There is now a global consensus regarding one specific tool that may help achieve the lofty goal of providing global public good: international environmental agreements. These agreements, often produced at big conferences, help protect our global commons by requiring nations to acknowledge and respect the right to a healthy environment. However, the next big question is an equally important one – who is in charge of implementing these international environmental accords? Some have argued that in order to force countries to cooperate in the protection of our shared environment, we need a global intergovernmental secretariat. This would take the form of a far-reaching international institution whose sole purpose would be coordinating efforts to improve environmental quality.

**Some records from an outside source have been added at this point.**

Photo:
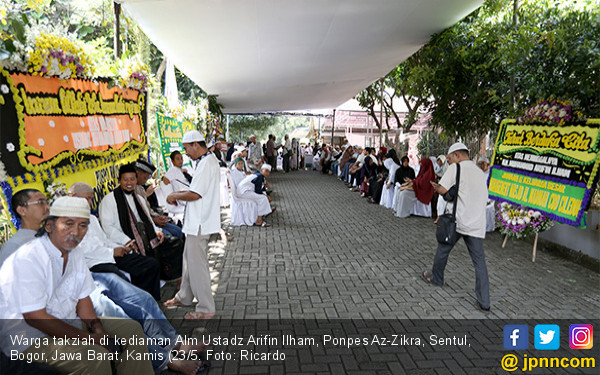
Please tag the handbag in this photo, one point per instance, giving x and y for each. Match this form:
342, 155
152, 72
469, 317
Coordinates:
170, 257
446, 225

For many years, there was a collective belief that the United Nations Environment Programme had been tasked with the challenge of protecting the global network of ecosystems and shared resources. This may have been true in the early stages of its creation following the 1972 Stockholm Conference, but protecting the global environment has proved an impossible task for a small agency with a limited budget and no power to compel states to act in a particular way. Even though there is increasing interest in strengthening international cooperation across countries to protect the global environment, it is the number of institutions, agencies and programmes dealing with environmental issues at other levels that grows in size and complexity. Regrettably, the frequent mention of abrupt climate change events, increasing deforestation and growing levels of pollution in oceans, rivers and lakes makes it clear that we have yet to solve these complex global environmental problems. And while there is still no agreement as to whether the United Nations Environment Programme is the agency that should be tasked with protecting the global environment or whether we should create a new global environmental organisation, we must ensure that we focus on collective solutions at the international level rather than state, regional or local level – we all share the earth.

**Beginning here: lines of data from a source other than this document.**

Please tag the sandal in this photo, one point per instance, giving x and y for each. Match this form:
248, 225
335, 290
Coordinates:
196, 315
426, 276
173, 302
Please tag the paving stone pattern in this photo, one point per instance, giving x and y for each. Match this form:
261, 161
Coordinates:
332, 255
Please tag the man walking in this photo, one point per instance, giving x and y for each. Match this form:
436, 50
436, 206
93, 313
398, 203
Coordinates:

To strike an optimistic note, we can find at least one instance of global environmental cooperation, the Paris Climate Agreement of 2015. This was led by the chair of the United Nations Framework Convention on Climate Change (UNFCC) Secretariat, Christiana Figueres, and is an example of what can be achieved in global cooperation for environmental protection by just one intergovernmental secretariat. The fact that the majority of the world’s states were able to reach agreement on the specific tactics and strategies that every state needs to undertake in order to reach the stated goal of holding increases in the earth’s temperature below two degrees centigrade is to be lauded. Even more important is that the agreement has secured the support of the world’s two biggest state polluters, the US and China. The Secretariat is probably not the global environmental organisation we need right now, but it played a pivotal role at a crucial time.
The debate around whether or not we should have a global environmental organisation may never be settled. However, if we were to establish such a thing, it would need full and complete cooperation from all states to stand any chance of success. The example of Paris, which built on the example of earlier mega-conferences and movements, suggests that international collaboration to protect our environment is on the rise. This offers hope for the future despite rising tensions in some nations over the nature of climate agreements.